Intel has been hard at this development since 2007 while ARM has its own take that it may license to AMD.
Intel set the process in chain with its Core 2 with vPro processors and its Safer Computing Initiative. Although aimed at businesses and device offering a broader set of management capabilities, this offered features such as trusted execution technology (TXT), a complex ‘root of trust’ design designed to check loading software components against a known good state to spot the interference of malware.
The complexity of this is so great it is probably only practical as a processor-level process; every loading component must be given a cryptographic identifier. On a related level, the company backed this up with the AES-NI, a processor instruction included in Xeon-based systems dedicated to running encrypted operations.
Finally Intel’s Identity Protection Technology (IPT) promised another useful layer running under the operating system, featuring embedded public keys, one-time passwords, and basic transaction verification.
The possible flaw of some of this approach is less the issue of whether it works but its designation as primarily for businesses. Arguably, today’s computing environment draws no distinction between business and consumer systems as far as security is concerned – both domains now mix freely and need the same protection.
Encouragingly, more recent developments rectified this, with consumer-oriented releases such as Intel’s Anti-Theft Technology (Intel AT) making a welcome appearance in Ultrabook and second and third-generation Core laptops.
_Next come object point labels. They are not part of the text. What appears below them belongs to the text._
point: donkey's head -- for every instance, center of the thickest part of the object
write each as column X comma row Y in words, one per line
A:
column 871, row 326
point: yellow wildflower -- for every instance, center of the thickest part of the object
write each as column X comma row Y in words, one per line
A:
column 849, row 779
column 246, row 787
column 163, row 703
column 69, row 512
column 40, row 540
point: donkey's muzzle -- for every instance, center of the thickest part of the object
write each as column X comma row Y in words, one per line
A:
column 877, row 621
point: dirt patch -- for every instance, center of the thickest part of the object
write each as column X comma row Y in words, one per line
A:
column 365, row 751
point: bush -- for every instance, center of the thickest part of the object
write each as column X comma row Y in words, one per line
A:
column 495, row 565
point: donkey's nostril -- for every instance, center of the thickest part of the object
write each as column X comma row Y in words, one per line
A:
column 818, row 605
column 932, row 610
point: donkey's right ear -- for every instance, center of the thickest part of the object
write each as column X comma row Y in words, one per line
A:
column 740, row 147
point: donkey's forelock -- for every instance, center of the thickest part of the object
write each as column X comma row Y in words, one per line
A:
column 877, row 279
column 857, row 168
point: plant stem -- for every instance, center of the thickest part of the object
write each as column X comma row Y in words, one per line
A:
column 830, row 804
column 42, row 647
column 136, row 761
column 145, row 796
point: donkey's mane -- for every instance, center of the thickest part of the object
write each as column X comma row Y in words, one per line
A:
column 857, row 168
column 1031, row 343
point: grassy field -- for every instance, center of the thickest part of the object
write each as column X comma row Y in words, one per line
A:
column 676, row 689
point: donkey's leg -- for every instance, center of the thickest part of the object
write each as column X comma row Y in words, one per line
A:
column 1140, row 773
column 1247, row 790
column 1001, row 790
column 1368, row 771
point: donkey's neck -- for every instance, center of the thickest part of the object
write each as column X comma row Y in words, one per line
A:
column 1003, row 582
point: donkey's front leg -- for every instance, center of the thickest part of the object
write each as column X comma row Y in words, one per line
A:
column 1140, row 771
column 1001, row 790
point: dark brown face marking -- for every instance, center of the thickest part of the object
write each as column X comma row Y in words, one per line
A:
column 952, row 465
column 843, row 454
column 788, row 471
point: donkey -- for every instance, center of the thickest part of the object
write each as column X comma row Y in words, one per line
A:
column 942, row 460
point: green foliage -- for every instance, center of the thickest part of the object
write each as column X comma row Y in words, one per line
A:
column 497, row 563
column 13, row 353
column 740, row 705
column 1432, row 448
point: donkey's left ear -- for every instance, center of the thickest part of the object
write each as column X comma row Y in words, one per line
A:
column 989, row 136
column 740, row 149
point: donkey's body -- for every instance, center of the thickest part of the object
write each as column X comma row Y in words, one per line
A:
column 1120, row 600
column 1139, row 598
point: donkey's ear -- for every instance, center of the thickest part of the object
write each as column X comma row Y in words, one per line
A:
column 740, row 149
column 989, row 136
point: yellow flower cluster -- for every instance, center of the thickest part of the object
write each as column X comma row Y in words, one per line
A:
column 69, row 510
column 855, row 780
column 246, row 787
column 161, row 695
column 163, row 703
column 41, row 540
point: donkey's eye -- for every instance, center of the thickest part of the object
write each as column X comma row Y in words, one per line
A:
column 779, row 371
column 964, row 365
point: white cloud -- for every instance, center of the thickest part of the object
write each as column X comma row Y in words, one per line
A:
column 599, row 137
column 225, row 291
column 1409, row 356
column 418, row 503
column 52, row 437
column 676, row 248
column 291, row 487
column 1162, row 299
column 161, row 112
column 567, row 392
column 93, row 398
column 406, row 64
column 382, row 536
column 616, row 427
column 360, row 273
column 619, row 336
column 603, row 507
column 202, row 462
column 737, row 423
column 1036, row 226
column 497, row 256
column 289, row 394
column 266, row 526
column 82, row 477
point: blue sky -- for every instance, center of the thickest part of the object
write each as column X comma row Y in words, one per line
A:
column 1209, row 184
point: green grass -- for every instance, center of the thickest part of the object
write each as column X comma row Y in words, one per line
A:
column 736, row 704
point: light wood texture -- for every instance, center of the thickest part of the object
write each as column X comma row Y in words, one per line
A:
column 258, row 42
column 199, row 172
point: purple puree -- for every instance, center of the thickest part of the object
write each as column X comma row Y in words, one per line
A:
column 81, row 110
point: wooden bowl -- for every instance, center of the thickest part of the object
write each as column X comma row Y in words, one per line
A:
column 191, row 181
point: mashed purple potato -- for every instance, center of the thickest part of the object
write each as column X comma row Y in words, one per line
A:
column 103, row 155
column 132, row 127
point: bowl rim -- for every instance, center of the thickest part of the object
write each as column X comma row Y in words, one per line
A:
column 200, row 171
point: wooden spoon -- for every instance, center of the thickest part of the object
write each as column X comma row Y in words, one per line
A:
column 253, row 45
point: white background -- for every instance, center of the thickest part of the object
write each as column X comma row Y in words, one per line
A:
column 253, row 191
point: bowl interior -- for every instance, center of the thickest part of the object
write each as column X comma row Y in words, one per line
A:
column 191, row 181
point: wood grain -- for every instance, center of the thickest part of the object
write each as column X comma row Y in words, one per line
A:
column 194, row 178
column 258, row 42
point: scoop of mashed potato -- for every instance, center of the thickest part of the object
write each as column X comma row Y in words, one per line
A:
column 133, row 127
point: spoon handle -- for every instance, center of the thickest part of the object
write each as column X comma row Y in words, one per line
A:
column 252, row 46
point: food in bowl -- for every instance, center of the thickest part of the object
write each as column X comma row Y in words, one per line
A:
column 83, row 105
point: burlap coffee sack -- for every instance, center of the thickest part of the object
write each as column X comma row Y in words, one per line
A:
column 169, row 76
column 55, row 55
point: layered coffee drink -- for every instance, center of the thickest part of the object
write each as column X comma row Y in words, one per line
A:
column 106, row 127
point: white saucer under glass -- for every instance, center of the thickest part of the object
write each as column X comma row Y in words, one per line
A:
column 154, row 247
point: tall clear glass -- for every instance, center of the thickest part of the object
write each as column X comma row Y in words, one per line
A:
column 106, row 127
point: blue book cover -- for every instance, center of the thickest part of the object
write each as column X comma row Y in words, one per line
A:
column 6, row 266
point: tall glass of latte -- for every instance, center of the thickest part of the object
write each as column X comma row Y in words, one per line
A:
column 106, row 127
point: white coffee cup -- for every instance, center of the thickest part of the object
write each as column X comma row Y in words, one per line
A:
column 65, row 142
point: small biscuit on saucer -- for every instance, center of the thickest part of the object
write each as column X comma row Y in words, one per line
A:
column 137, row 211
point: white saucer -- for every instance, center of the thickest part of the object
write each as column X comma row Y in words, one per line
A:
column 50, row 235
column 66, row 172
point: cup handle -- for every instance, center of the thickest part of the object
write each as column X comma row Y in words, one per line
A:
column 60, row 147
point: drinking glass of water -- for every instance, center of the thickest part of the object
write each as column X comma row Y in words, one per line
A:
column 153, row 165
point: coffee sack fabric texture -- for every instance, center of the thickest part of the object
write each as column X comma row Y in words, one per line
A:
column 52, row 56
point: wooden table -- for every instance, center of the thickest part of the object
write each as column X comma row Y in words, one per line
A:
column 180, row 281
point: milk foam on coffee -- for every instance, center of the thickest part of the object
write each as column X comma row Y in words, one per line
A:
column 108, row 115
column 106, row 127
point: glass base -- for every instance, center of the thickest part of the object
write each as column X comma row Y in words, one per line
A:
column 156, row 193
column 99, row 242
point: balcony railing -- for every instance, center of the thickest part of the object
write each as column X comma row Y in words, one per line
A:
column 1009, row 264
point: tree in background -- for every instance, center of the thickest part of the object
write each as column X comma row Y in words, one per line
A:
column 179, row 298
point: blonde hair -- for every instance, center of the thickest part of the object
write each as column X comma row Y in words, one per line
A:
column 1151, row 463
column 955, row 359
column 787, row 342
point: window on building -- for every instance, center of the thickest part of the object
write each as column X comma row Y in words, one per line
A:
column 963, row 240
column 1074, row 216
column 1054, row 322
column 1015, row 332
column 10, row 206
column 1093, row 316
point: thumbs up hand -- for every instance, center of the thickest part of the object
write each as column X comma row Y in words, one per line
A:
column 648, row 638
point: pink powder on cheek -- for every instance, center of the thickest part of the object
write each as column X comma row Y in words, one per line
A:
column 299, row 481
Enabled in conjunction with software support from companies such as McAfee (part of Intel’s stable from August 2010), allowing owners to have their lost or stolen laptops remotely locked into a ‘recovery mode.’ If physically recovered, the system then runs a full restore routine.
Today’s remote recovery services can be pricey; McAfee’s recently-announced implementation of Anti-Theft was hearteningly affordable, which augurs well.
ARM meanwhile plans to make its ARM TrustZone security technology, integrated into the ARM Cortex-A processor series, the basis for the development of a Trusted Execution Environment (TEE), a secure environment for software execution that will utilise advanced hardware security coupled with industry standard software interfaces.
So it is likely that in the not too distant future, microprocessor-level security will stop being an exception and become the norm, not just for specific systems but across all types of device including tablets. This can only be done by companies such as Intel over one or more development cycles. At that point developers will have a strong impetus to develop for it.
But beyond adding some useful features does chip-level security offer a long-term security potential? Can processor-level features stop malware?
A criticism levelled at this approach is that features baked in silicon will not provide enough flexibility to accommodate new threats nor be easily updatable. But if processor-level security becomes universal and therefore attracts enough developers, it offers some intriguing possibilities. PCs have often been astonishingly unprotected at the lowest system level and largely remain so, allowing boot-sector interference by threats such as rootkits; processor-level routines could make that an impractical direction of attack for malware writers quite quickly.
Processor-level security is no panacea but it might be a useful shield if enough security companies find ways to hook into it for all user.